Verschaere questionne ce qu’est l’œuvre d’art en ce nouveau millénaire dans son rapport à la réalité, d’où son choix notamment de médiums considérés parfois comme désuets : la céramique et l’aquarelle. Le vocabulaire qu’il utilise cible le sacré et met en lumière l’absurdité d’un monde privé de transcendance dans lequel les êtres sont livrés aux forces maléfiques. L’artiste nous invite à nous approcher du danger, c’est-à-dire du mal, sans doute pour mieux le connaître et maîtriser notre peur, cette peur née de l’imagination dans le registre de l’émotion. Autant qu’une interrogation esthétique sur la perception, ses récits tragiques ou parodiques du monde réel dénoncent l’imposture de la réalité et exorcisent par la célébration du faux-semblant les fantasmes refoulés d’une société qui semble ne plus exister que par l’image de sa représentation. Une œuvre qui n’est donc pas seulement autobiographique, mais qui inscrit son sujet plus largement dans la pensée existentialiste aussi bien dans sa relation à l’autre que dans ses choix, cette liberté qui engage l’humanité tout entière.

NOTES
1. Une collaboration avec Liquid Architecture (Audrey Mascina et Jérôme Sans) initiée en 2005 avec Magic Travel Take Away, Biennale d’art contemporain de Lyon et >Once Upon No TimeSeven Days Hotel au Musée d’art contemporain de Lyon.

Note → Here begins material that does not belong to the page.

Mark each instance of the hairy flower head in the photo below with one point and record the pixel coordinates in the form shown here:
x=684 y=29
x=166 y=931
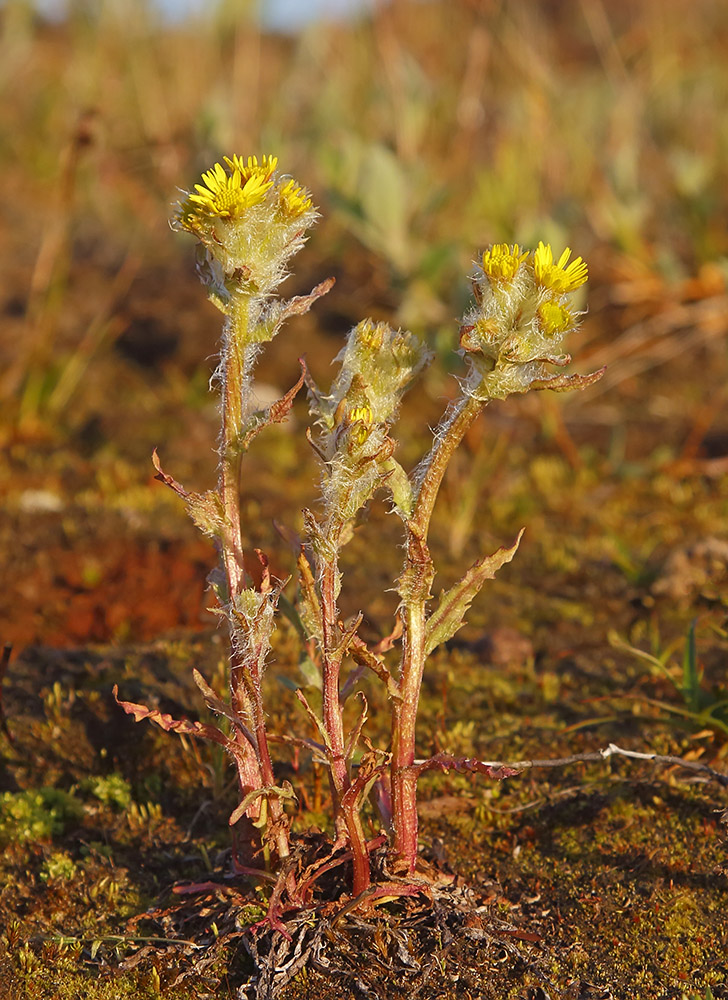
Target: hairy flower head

2. Singuliers, catalogue de l’exposition du 10 juin au 24 juillet 2005 au Musée d’art du Guangdong. Fabien Verschaere, entretien avec Jérôme Sans, p. 157.
3. Once Upon No Time et A Novel For Life, 2003 ; Magic Travel Take Away, 2005.

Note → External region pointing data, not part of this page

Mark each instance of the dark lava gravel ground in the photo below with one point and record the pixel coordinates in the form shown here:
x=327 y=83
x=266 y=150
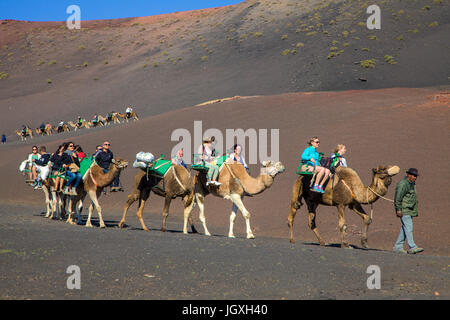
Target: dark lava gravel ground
x=132 y=264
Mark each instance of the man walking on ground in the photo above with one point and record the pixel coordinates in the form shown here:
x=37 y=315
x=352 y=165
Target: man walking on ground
x=406 y=207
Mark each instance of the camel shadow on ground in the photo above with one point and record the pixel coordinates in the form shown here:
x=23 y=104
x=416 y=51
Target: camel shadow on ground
x=338 y=245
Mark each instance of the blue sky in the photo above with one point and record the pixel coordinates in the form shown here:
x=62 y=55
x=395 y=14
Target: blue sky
x=55 y=10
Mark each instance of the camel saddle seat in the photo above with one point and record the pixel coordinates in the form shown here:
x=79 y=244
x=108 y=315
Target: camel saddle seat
x=304 y=162
x=159 y=167
x=199 y=164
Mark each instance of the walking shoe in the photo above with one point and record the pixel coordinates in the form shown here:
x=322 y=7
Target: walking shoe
x=415 y=250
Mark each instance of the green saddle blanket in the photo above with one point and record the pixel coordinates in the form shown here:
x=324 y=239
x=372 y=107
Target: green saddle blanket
x=200 y=167
x=160 y=167
x=86 y=164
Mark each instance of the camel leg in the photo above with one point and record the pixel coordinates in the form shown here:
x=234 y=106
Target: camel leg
x=53 y=204
x=140 y=213
x=167 y=202
x=237 y=200
x=88 y=222
x=70 y=208
x=291 y=218
x=358 y=209
x=99 y=209
x=313 y=226
x=94 y=195
x=201 y=206
x=47 y=200
x=295 y=205
x=342 y=226
x=234 y=210
x=131 y=199
x=80 y=210
x=189 y=203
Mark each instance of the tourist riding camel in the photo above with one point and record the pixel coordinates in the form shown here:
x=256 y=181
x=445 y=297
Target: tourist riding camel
x=176 y=182
x=235 y=184
x=342 y=190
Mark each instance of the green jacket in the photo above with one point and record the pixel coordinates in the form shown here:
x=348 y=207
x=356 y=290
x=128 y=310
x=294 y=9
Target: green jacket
x=405 y=198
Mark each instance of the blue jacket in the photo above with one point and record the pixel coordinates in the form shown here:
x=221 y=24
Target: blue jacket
x=104 y=159
x=311 y=153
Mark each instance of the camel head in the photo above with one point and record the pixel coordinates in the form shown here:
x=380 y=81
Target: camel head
x=272 y=168
x=385 y=173
x=120 y=163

4. Charles Baudelaire, Œuvres complètes, Curiosités esthétiques, VIII. Quelques caricaturistes étrangers, Gallimard, La Bibliothèque de la Pléiade, tome II.
5. Catherine Grenier, L’art contemporain est-il chrétien ?, éd. Jacqueline Chambon, Nîmes, 2003, p. 61.
6. Jean Starobinski, Portrait de l’artiste en saltimbanque, éd. Skira (Les sentiers de la création), 1970, repris dans Flammarion (Champs), 1983. Cité par Catherine Grenier, op. cit., p. 66.